Ein Beispiel für selbst gesetzte Ziele bietet Fiat Eco:Drive. Hier können sich die Nutzer:innen selbst einen EcoIndex als Ziel definieren und das System gibt Ratschläge, wie dieses Ziel erreicht werden kann.

Mehr als nur Spiele

Gamification ist kein Allheilmittel. Es ist lediglich ein Werkzeug, mit dem eine gute Usability erreicht werden kann. Wichtig dafür ist, dass der Nutzungskontext der verschiedenen Nutzergruppen gut analysiert wurde. Schließlich ist es möglich, dass die Benutzer:innen durch Wettbewerb oder Spielmechaniken nicht motiviert sondern im Gegenteil zu Ablehnung führt.
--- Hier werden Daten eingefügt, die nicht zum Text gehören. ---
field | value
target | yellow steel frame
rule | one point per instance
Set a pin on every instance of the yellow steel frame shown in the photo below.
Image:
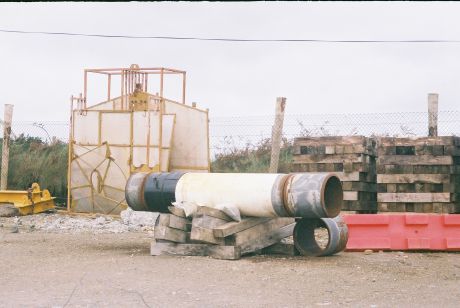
(31, 201)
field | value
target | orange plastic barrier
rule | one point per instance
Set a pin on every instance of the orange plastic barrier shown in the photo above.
(403, 232)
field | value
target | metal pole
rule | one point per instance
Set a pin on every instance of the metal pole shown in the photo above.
(6, 145)
(277, 133)
(433, 114)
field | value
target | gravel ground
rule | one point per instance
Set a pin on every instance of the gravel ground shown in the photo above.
(52, 265)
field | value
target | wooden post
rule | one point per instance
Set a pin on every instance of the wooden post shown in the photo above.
(6, 145)
(433, 115)
(277, 131)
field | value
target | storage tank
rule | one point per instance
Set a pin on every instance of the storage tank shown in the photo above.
(136, 131)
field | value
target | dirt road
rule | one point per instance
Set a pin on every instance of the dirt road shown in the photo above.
(39, 269)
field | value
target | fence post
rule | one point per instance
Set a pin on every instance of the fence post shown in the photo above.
(6, 145)
(433, 114)
(277, 131)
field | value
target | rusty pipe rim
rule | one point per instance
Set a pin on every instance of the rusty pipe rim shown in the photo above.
(305, 240)
(331, 196)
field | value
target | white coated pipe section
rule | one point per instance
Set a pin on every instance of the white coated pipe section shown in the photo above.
(251, 193)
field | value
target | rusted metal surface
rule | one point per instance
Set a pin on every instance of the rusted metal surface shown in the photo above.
(130, 77)
(313, 195)
(257, 195)
(306, 242)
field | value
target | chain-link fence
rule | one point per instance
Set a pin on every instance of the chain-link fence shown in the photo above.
(245, 131)
(228, 133)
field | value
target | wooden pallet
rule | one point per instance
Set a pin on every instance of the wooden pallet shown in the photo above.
(212, 233)
(352, 159)
(419, 174)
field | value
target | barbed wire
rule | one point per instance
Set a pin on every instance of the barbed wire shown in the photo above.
(227, 133)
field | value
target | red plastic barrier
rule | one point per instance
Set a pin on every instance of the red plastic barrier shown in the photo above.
(403, 232)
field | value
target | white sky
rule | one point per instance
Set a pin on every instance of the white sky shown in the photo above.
(39, 73)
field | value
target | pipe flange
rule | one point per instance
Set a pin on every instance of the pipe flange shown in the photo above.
(305, 240)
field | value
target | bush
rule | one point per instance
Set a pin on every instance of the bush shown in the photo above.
(252, 158)
(33, 160)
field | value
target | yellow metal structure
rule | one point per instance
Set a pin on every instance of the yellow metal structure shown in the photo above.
(29, 201)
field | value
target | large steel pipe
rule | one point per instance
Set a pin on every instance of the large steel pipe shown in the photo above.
(309, 195)
(307, 243)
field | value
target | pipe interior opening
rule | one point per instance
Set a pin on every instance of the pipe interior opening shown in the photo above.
(333, 196)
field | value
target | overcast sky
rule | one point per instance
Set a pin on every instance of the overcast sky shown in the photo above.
(38, 73)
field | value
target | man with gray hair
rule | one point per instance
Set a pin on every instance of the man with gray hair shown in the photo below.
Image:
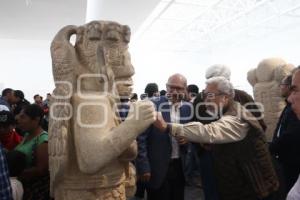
(243, 165)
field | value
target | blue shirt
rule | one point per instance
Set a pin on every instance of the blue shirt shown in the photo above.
(5, 187)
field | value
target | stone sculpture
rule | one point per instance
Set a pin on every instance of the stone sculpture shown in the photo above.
(89, 147)
(265, 80)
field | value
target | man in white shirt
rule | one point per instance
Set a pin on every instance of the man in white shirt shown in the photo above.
(160, 156)
(243, 165)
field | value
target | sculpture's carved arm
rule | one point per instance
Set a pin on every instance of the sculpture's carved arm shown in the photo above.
(96, 147)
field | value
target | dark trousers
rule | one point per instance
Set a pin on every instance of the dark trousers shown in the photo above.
(208, 176)
(173, 185)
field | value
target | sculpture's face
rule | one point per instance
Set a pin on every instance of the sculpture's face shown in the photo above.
(284, 88)
(294, 97)
(106, 44)
(215, 99)
(176, 88)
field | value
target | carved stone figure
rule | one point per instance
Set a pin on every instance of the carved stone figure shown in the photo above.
(89, 147)
(265, 80)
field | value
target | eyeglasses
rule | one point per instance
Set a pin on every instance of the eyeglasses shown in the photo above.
(211, 95)
(173, 87)
(284, 84)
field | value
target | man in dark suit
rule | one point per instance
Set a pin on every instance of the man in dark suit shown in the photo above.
(161, 157)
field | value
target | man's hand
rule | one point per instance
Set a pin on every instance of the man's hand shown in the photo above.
(160, 123)
(181, 140)
(141, 115)
(145, 177)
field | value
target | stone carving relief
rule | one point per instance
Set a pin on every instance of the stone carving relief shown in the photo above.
(265, 80)
(89, 148)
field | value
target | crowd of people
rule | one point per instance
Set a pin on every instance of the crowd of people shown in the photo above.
(210, 140)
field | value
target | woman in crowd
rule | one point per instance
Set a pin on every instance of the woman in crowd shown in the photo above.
(9, 138)
(35, 177)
Dies kann natürlich durch eine sukzessive Implementierung teilweise entschärft werden.

Daher ist auch bei dem Werkzeug Gamification (wie bei allen anderen Werkzeugen im Kontext von Usability und User Experience auch) eine umfassende Analyse der Benutzer:innen und ihrer jeweiligen Nutzungskontexte essenziell. Entsprechend der Erfordernisse der Nutzer:innen können die jeweilig passenden Spielmechaniken ausgewählt und implementiert zu werden.

So kann Gamification dazu führen, die Akzeptanz von Benutzer:innen für die Anwendung zu erhöhen, die UX zu verbessern und damit die Produktivität zu steigern.